2030年冬季五輪の札幌への招致活動に強い逆風が吹いています。21年の東京五輪であきれるような汚職事件が明らかになり、札幌市民や国民が招致を応援できる状況にはありません。でも、僕はあえて言わせていただきます。「札幌五輪に大賛成」です。これまでも言ってきたように「ピンチはチャンス」。過去ときっぱり決別する、負のレガシーを一掃する、五輪を素晴らしいイベントに生まれ変わらせ、日本社会を再生に向かわせる絶好の機会にできると思っているからです。

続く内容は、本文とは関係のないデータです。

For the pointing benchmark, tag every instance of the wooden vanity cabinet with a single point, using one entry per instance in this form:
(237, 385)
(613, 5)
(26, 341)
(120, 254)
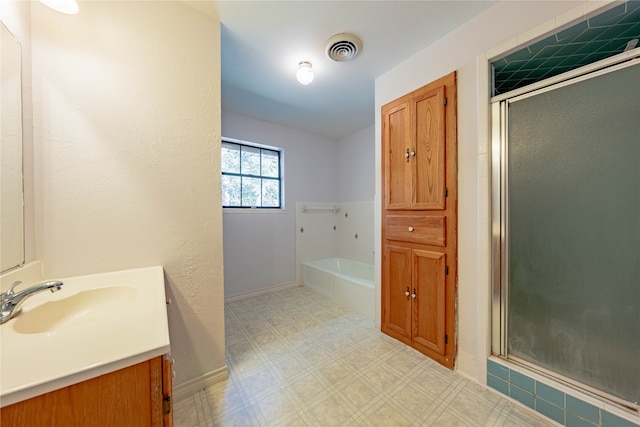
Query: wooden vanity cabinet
(139, 395)
(419, 219)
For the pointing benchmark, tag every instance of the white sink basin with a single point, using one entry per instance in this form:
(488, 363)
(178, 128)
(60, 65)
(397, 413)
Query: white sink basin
(95, 324)
(83, 308)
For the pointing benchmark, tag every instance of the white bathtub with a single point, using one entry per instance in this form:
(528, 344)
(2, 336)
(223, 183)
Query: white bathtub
(349, 283)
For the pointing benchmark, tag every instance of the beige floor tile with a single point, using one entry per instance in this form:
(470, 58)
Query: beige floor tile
(387, 414)
(331, 412)
(297, 359)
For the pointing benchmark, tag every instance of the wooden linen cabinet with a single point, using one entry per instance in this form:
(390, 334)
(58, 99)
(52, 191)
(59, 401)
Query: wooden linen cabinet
(419, 219)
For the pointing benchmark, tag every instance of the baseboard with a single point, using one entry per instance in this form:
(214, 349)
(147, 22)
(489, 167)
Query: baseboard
(188, 389)
(263, 291)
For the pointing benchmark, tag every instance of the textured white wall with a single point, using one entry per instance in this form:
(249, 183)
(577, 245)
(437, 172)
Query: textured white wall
(465, 50)
(260, 247)
(126, 99)
(16, 15)
(356, 166)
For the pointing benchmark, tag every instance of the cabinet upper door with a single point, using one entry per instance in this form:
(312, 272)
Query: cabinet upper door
(397, 141)
(429, 163)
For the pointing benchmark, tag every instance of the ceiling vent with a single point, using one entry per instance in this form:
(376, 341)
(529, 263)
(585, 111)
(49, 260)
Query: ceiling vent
(343, 47)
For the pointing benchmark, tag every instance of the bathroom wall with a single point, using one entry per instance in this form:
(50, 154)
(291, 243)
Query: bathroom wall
(499, 28)
(126, 118)
(322, 233)
(16, 15)
(355, 166)
(260, 246)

もちろん、賛成するにはいくつか条件があります。最も重要なのが大会組織委員会のトップを誰に任せるか。今回は「僕が組織委会長になったら」として、札幌五輪のあり方について論じてみたいと思います。

28年ロサンゼルス夏季五輪の大会組織委員長はケイシー・ワッサーマン氏。世界中のトップアスリートたちをクライアントに持つ世界最大級の代理人事務所を創業したアントレプレナー(起業家)で、世界のスポーツシーンの中心にいるバリバリの経営者です。

彼は就任当初から「税金を使わない」と公言しており、その骨子は「新規施設をつくらず、既存施設を使い倒す」というものです。象徴的なのはメインスタジアムとなるロサンゼルス・メモリアル・コロシアムで、1932年大会、1984年大会を経て、今回で3回目のオリンピックを開催するスタジアムとなります。

交渉が本業ですので、国際オリンピック委員会(IOC)の言いなりにもなりません。先日もIOCのトーマス・バッハ会長に「人種差別に反対する発言は政治活動ではない」 と、五輪憲章の改正を求めました。保有資産は約4億ドルといわれ、経済的にも大成功を収めており、汚職をする理由も必要もありません。

日本も五輪を開催するのなら、こうした人材に任せなければなりません……という文脈から、「やっぱり日本には僕しかいないじゃん!」という無邪気な結論に至りました。恥ずかしながら筆を進めます。